Last year, I sat on the floor of our bathroom and sobbed, scared and convinced last year was my last Christmas Eve, Christmas, New Year’s.
This year, I had those same thoughts, but not as acutely. This year, I laughed more, I took pleasure in watching other people open the gifts we’d gotten for them. Last year, A did all our Christmas shopping. I was too tired and too run down from chemo to do it. I’d tried, but the one time I went out, I came home with an arm covered in bruises from carrying bags. After that, A made me stay home. This year, I chose our gifts carefully, more carefully than I usually do, which sounds terrible, but I really wanted to get people things I knew they would really like instead of getting something convenient that they’d probably like.
I want to live a long life, to grow old with A, to see S and AJ grow up and make their marks on this world. I want to live, but as 2016 has taught us, over and over, in shocking detail, death comes for us all, when we expect it, when we don’t expect it. I could relapse, I could be NED for twenty years. I hope it’s the latter. No matter what, though, death will come. I can bemoan it, be bitter about it, be unhappy and discontent. I can exist. Or, I can do as my childhood idol did, look destruction in the eye and laugh. To live.
Living with cancer isn’t badass, but living life on my terms IS badass. Living for my children, for my husband, for my family IS badass. Resisting is badass.
Existing is giving in, giving up, and as scared as I am, I don’t give up easily. So, as 2016 ends (without anymore surprises, please…someone wrap Betty White in bubble wrap from neck to toes and put a helmet on her head), I’m making an early New Year’s Resolution…nothing drastic, nothing dramatic, just a commitment to keep my gratitude journal going. One thing I’m grateful for everyday. One thing to remind me I’m alive, I’m not just existing.
One thing to reinforce that it’s okay to be happy, even in the darkest of times. Thank you JK Rowling.
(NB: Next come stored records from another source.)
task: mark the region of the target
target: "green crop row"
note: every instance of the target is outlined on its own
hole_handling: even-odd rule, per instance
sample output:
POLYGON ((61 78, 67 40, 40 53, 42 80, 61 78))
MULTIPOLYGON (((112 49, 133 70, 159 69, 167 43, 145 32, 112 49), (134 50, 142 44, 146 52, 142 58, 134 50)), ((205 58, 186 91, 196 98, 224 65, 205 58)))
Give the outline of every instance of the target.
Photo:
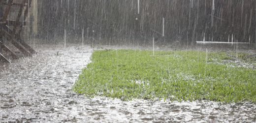
POLYGON ((73 89, 86 96, 126 100, 256 102, 256 71, 222 63, 231 60, 225 54, 155 51, 153 56, 151 50, 95 51, 73 89))

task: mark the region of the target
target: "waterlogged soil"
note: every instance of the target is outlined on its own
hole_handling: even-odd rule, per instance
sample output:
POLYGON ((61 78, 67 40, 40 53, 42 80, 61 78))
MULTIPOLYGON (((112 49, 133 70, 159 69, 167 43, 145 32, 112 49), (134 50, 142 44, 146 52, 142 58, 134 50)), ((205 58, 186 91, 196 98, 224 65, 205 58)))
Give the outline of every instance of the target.
POLYGON ((256 121, 256 105, 250 102, 125 101, 76 93, 72 86, 90 62, 93 49, 89 46, 67 45, 65 48, 63 45, 37 46, 34 48, 37 54, 32 57, 0 63, 0 123, 256 121))

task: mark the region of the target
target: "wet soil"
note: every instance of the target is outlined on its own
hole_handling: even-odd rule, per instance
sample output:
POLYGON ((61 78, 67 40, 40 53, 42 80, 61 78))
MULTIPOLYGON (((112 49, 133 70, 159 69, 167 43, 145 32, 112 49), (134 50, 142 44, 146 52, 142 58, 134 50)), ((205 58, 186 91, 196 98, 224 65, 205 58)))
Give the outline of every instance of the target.
MULTIPOLYGON (((147 48, 151 47, 131 49, 147 48)), ((249 102, 124 101, 85 97, 74 92, 71 88, 82 69, 90 62, 93 52, 90 46, 68 44, 64 48, 44 45, 34 49, 37 54, 32 57, 0 63, 0 123, 256 122, 256 105, 249 102)))

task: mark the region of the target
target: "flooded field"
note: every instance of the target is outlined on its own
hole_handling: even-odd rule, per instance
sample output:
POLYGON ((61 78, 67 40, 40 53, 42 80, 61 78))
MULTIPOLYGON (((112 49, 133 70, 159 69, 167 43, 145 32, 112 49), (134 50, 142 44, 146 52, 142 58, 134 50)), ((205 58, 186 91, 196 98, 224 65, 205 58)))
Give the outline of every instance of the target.
POLYGON ((85 97, 71 89, 90 62, 93 49, 90 46, 42 45, 34 49, 37 54, 32 57, 0 63, 0 123, 256 122, 256 105, 250 102, 124 101, 85 97))

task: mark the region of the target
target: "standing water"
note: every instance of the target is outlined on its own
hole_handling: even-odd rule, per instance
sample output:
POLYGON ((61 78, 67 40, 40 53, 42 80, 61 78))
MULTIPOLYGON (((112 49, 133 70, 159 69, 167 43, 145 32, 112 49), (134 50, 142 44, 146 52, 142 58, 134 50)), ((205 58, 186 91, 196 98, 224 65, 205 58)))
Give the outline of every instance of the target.
POLYGON ((256 122, 250 102, 125 101, 76 93, 72 86, 93 52, 79 45, 37 46, 32 57, 0 63, 0 122, 256 122))

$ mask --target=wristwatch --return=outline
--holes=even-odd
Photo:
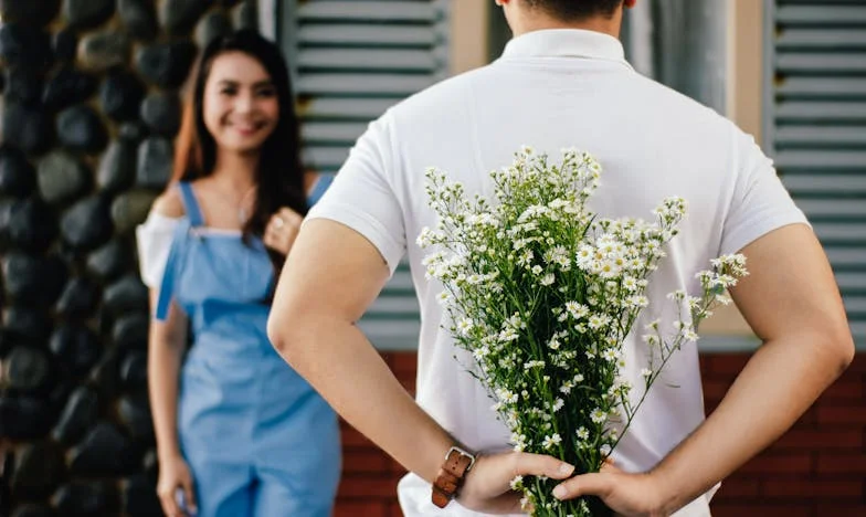
[[[445,463],[439,469],[436,481],[433,483],[433,504],[444,508],[457,495],[457,489],[463,484],[463,478],[475,465],[475,456],[461,447],[448,449]]]

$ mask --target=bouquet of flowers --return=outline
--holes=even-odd
[[[629,430],[653,382],[714,302],[746,275],[742,255],[711,261],[697,274],[701,293],[668,295],[679,307],[670,331],[646,326],[651,358],[634,390],[623,378],[624,342],[648,305],[648,277],[686,213],[680,198],[655,209],[655,222],[603,219],[588,207],[601,166],[589,154],[562,151],[552,163],[524,147],[511,166],[490,173],[495,200],[467,199],[461,183],[426,171],[439,215],[418,238],[427,278],[440,281],[448,330],[466,349],[469,371],[485,386],[517,451],[550,454],[598,472]],[[525,507],[539,516],[602,515],[596,499],[560,502],[552,481],[515,478]]]

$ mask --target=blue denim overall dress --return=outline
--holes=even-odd
[[[189,183],[156,317],[173,300],[193,345],[178,433],[202,517],[328,517],[340,473],[337,418],[265,331],[275,282],[264,244],[204,226]]]

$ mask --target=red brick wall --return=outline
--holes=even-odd
[[[384,355],[414,387],[415,354]],[[703,357],[707,410],[718,404],[748,355]],[[866,356],[777,444],[729,477],[712,499],[714,517],[866,516]],[[398,517],[403,468],[344,425],[344,476],[336,517]]]

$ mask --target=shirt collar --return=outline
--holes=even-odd
[[[511,39],[504,59],[584,57],[613,61],[631,67],[625,61],[622,43],[616,38],[581,29],[545,29]]]

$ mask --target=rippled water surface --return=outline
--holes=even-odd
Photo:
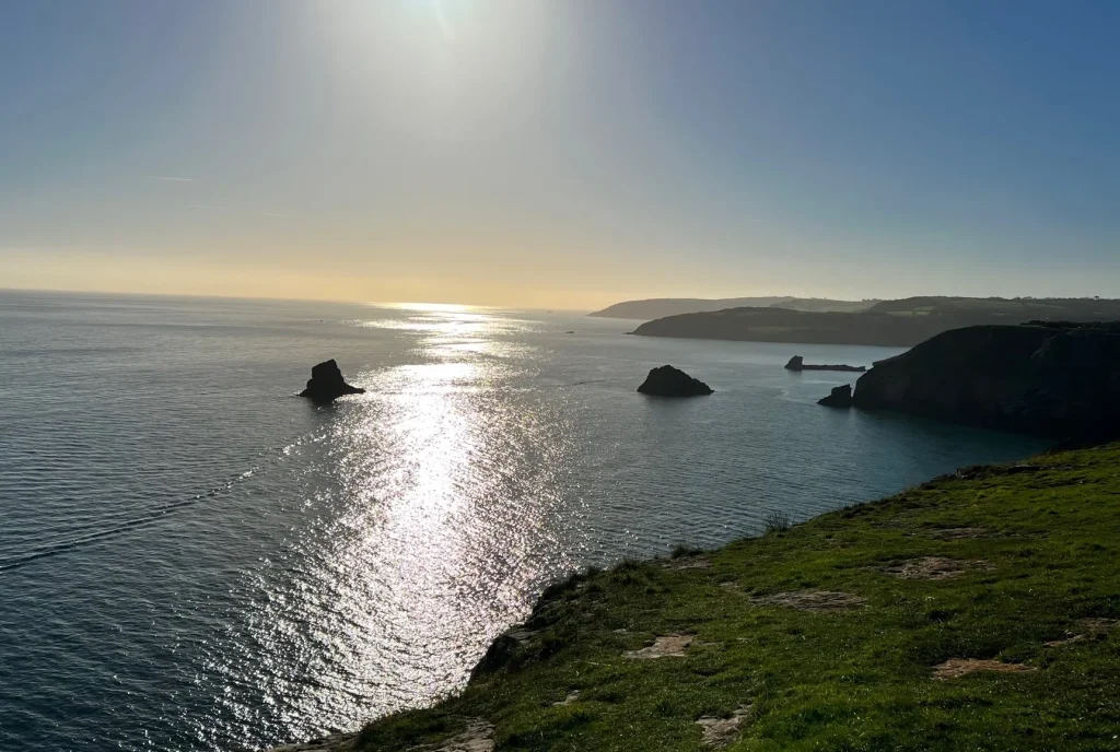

And, thank you, George Lucas and Carrie Fisher. Thank you for Princess Leia, for showing a little girl a badass heroine, a strong, female character, a heroine I now share with my daughter. S wears a shirt, often, with an imprint of Princess Leia and the quote “Girls run the galaxy.” I want to be alive to see what S, and AJ, do in this galaxy. Alive, not existing…if I’m so lucky. And, if I’m not that lucky, I want to leave them memories of me choosing happiness over bitterness. I haven’t been an example of that over the last several months. They deserve better from me. I want to be like Princess Leia and laugh in the face of doom, ask for help when needed, defend because it’s the right thing to do. So, that’s my commitment: be better. Be me, but be a better me. Be grateful. Find joy.